Question

We were discussing about the possibility of having an algebra over a field which is associative but has not the unity. Does it exist? It has been proposed as a counterexample the set of even numbers. We believe it is wrong because it can't be a vector space. If an associative but not unital algebra exists, how can we write its associative property? We usually write it as a commutative diagram or in terms of maps composition. In these terms the identity seams unavoidable. i.e. $$ m\circ\left(m\otimes id\right) = m\circ\left(id\otimes m\right)\qquad associativity$$ with $m : A\otimes A\rightarrow A$

Answer 1

The set of even numbers is a non-unital ring, in particular it has an associative multiplication, but you are right that it isn't an algebra over a field.
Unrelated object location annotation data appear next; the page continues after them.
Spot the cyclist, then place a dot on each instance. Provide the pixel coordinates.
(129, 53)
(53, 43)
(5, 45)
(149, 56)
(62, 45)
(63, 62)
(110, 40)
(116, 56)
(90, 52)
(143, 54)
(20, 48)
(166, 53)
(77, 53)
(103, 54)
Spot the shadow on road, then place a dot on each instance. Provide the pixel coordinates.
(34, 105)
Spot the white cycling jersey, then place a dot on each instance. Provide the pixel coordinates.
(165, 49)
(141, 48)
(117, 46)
For an example of a non-unital algebra, consider the continuous functions $\mathbb{R} \to \mathbb{R}$ which vanish at a particular point, under pointwise product. More generally, any proper two-sided ideal of an algebra is a non-unital algebra, just as any proper two-sided ideal of a ring is a non-unital ring.

You may think that these examples are "unnatural," so here is a "natural" one: the algebra of compactly supported continuous functions $\mathbb{R} \to \mathbb{R}$ under convolution.

For an example of a non-associative algebra, take, for example, the octonions. Your confusion arises because of the following issue: given a vector space $V$ and a bilinear operation $V \times V \to V$ we can associate to any $a \in V$ the linear operator $L_a$ which is left multiplication by $a$, and these linear operators form an associative algebra. However, composition of the operators $L_a$ need not be the same as $\times$: associativity is equivalent to the statement that $L_a L_b = L_{a \times b}$, which need not be the case in general. I think this is the source of your confusion.